The Mountaineer Mile initiative is planned to expand to 32 West Virginia State Parks. The benefits of such a marriage are obvious: Take a new initiative, marry it to one of West Virginia's most successful state-run programs, let the press and social media streams cross on something that is common sense and everyone across the political spectrum can agree is a good thing.
But politics, like hiking the hills, isn't about how you start, it is how you finish. Which is a good thing for Morrisey. The Mountaineer Mile is part of a larger push for healthy legislation, regulation and policy proposals. During a 'Make America Healthy Again' joint event in March with Health and Human Services Secretary Robert F. Kennedy, Jr., Morrisey found himself on the receiving end of what many took to be weight jokes from RFK. The reaction ranged from laughing it off, which is what Morrisey did, to fat shaming accusations in national outlets, to others finding it a cringy and inappropriate break in the West Virginia ethos of 'we can poke fun of us and ours, but you can't' regarding outsiders.
The viral moment with the highly controversial Kennedy highlights the problem of walking the line between prudent policy and performative politics. Morrisey — to his credit — has the self-awareness to realize that in the highly-visual world of modern politics talking about government-enforced health in others has a prerequisite of taking action and personal accountability himself. That is just common sense, a little media/political savvy, and also good basic leadership.
Trickier is balancing his current battle to remove soda from SNAP benefits while the southern coalfields of West Virginia are struggling under a water crisis. Or being in lock-step with the still very popular in West Virginia Trump administration's ongoing efforts to cut federal funding to a state like West Virginia which receives 27% of its annual revenue from Washington, D.C. Or the escalating vaccination fight that has combined health care debates, education issues, and personal freedom with legal questions, contradictory policy and plenty of raw emotions.
Then there is still the looming need for a legislative special session to potentially deal with a PEIA can that is annually kicked down the road by delegates and state senators who are under the umbrella of a supermajority but have been shown to have plenty of divisions beneath it.
Medical science tells us exercise in general, and walking specifically, is great not only for physical health but also mental health and stress relief. Trekking out and back from the newly-designated Hughes Ferry Day Use Area at West Virginia's newest state park on a glorious May day was surely a respite for Morrisey and the many claims on his time and attention. The Mountaineer Mile is one of those initiatives where good policy and good politics meet at a place of agreement. A rare place these days, agreement … one that doesn't have much demand for a sanctioned hiking trail to get there, nor will have a well-worn trail there and back again.
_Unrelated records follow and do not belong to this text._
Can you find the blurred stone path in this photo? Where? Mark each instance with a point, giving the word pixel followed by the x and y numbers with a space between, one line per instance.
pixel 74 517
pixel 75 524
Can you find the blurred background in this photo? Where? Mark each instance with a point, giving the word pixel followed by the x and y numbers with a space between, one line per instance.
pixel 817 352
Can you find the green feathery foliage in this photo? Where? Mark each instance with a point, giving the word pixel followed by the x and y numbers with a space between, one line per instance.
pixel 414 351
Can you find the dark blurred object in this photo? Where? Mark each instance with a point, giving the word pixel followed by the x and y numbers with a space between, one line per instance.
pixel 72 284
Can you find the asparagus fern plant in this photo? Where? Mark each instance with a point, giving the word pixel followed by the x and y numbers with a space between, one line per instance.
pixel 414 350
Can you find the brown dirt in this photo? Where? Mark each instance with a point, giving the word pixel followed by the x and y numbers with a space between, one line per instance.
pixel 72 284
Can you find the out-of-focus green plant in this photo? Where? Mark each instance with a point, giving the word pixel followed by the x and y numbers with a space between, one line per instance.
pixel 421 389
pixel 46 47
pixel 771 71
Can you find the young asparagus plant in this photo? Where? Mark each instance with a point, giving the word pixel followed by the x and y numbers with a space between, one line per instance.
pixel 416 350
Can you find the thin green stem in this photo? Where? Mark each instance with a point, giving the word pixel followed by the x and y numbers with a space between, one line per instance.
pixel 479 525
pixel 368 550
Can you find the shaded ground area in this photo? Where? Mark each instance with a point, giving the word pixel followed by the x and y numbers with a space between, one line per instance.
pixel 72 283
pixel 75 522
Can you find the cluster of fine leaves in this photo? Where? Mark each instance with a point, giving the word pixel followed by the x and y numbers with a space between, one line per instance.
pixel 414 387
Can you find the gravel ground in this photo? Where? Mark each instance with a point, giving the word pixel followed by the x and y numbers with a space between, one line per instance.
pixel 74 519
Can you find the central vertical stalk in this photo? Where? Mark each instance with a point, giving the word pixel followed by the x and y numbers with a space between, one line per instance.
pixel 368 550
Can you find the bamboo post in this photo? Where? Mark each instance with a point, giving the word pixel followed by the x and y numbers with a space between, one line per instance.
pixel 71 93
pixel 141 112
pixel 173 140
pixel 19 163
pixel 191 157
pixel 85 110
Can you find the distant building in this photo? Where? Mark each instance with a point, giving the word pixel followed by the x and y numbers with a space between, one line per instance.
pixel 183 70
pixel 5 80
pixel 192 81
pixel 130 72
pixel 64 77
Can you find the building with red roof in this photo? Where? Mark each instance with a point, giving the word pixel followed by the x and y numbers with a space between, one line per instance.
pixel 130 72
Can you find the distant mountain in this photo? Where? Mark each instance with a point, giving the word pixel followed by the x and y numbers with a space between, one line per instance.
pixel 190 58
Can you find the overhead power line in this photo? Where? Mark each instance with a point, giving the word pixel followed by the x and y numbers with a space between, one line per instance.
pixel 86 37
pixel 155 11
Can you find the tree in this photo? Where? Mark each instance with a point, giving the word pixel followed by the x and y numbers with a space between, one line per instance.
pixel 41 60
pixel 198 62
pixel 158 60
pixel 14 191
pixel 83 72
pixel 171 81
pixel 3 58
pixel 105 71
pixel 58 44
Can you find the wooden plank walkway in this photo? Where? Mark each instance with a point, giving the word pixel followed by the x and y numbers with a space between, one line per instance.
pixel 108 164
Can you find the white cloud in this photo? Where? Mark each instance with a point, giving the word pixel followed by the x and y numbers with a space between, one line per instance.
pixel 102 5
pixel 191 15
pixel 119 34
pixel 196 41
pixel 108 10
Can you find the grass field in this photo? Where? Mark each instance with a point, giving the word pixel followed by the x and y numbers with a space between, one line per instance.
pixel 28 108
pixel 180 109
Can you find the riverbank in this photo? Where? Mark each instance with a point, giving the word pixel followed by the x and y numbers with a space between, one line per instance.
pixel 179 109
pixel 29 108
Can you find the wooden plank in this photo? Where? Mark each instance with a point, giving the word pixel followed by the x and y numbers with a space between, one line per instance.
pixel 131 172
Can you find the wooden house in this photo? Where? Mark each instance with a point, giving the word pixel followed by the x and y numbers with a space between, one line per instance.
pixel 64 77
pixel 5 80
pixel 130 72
Shame, that.
Performative politics that has good policy behind it is just good politics and good policy in a good public package. A good politician dreams of such things. A great politician makes such things a reality. But that is a fine line to try and walk for anyone — Morrisey included — for any stretch, let alone a mile. That's a long way to lug a health initiative that is light on the science and heavy on the internet feels and populist politics. A distance that is still early days in a four-year term leading the Mountain State into the future. For Morrisey, the start has had missteps in putting in his miles when the performative politics outweighed the prudent policy. We will see how he finishes.